Tra gli oggetti esposti nel corso dell'evento erano presenti ricami del Sichuan e broccato di seta, lacca di Chengdu, articoli di bambù intrecciato con parti interne in porcellana, taglio della carta, pittura thangka e pipa Nanping, uno strumento musicale tradizionale cinese.
Yang Longmei, esperto di tessitura del bambù di Daoming nel Sichuan, era impegnato a produrre anelli di bambù per le signore turche.
Per Yin Liping, una maestra artigiana della lacca di Chengdu, non si aspettava che i turchi mostrassero "tanto amore e curiosità" nei confronti della cultura tradizionale cinese e del patrimonio culturale immateriale.
L'artigiana ha dichiarato di essersi sentita molto "emozionata" e sapeva di aver svolto un lavoro proficuo.
Da parte loro, gli artisti turchi hanno messo in mostra, tra le altre cose, l'arte turca della marmorizzazione, o Ebru, intaglio a rilievo in legno, kazaziye, filigrana, merletto a punta e taglio della carta.
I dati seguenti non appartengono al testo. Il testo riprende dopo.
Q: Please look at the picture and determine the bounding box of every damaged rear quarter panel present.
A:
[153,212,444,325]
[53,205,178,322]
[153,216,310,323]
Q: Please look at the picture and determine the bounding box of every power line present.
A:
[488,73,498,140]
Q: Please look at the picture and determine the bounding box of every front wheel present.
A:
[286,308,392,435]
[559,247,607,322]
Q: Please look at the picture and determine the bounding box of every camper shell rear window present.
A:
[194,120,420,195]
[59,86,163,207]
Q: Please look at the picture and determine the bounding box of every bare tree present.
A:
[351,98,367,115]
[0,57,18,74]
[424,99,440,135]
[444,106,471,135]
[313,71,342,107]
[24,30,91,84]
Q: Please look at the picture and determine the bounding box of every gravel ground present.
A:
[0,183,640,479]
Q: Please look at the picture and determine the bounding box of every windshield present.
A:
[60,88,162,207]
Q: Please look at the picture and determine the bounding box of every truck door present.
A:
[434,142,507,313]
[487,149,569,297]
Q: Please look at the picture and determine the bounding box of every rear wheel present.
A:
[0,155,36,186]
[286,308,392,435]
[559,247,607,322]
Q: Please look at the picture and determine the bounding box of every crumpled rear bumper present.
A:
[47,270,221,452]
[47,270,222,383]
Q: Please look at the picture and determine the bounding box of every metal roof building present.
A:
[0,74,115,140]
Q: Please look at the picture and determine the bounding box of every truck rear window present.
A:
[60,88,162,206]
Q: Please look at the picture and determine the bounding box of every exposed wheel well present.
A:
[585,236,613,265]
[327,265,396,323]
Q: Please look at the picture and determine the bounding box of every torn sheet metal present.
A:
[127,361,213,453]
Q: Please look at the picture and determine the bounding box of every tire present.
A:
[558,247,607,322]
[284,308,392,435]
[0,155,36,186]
Filiz Li di origine cinese è l'unico esperto non turco di Ebru, un'antica forma d'arte solitamente definita come pittura sull'acqua.
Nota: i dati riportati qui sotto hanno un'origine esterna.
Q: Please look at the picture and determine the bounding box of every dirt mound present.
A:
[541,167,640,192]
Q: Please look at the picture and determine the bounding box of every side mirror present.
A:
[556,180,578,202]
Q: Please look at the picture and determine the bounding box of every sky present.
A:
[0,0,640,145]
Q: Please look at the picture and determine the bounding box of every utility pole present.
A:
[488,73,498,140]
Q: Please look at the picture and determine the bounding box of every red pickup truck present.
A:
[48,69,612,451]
L'artista ha imparato la tecnica negli ultimi 12 anni da quando ha vissuto a Istanbul e ha svolto il suo apprendistato nel 2014, anno in cui Ebru è stata inserita dalle Nazioni Unite nella lista del patrimonio culturale immateriale. Hatice Adiyaman, un'artista turca, ha dichiarato che l'incisione a rilievo in legno è "ormai prossima all'estinzione".
"Sto facendo tutto il possibile per garantire che questo settore dell'arte viva e venga trasmesso alle generazioni future", ha dichiarato Hatice.
 Yusuf Kochan, vicepresidente del consiglio comunale del distretto di Maltepe dove si è tenuto lo scambio, ha parlato della cultura come "il fattore più importante per lo sviluppo delle relazioni tra due Paesi".
"Il riavvicinamento dei popoli di due Paesi estende la cooperazione in molti settori", ha dichiarato il vicepresidente durante l'evento. "Le donne dei due Paesi si sono riunite qui oggi per contribuire ulteriormente alle buone relazioni tra Turchia e Cina".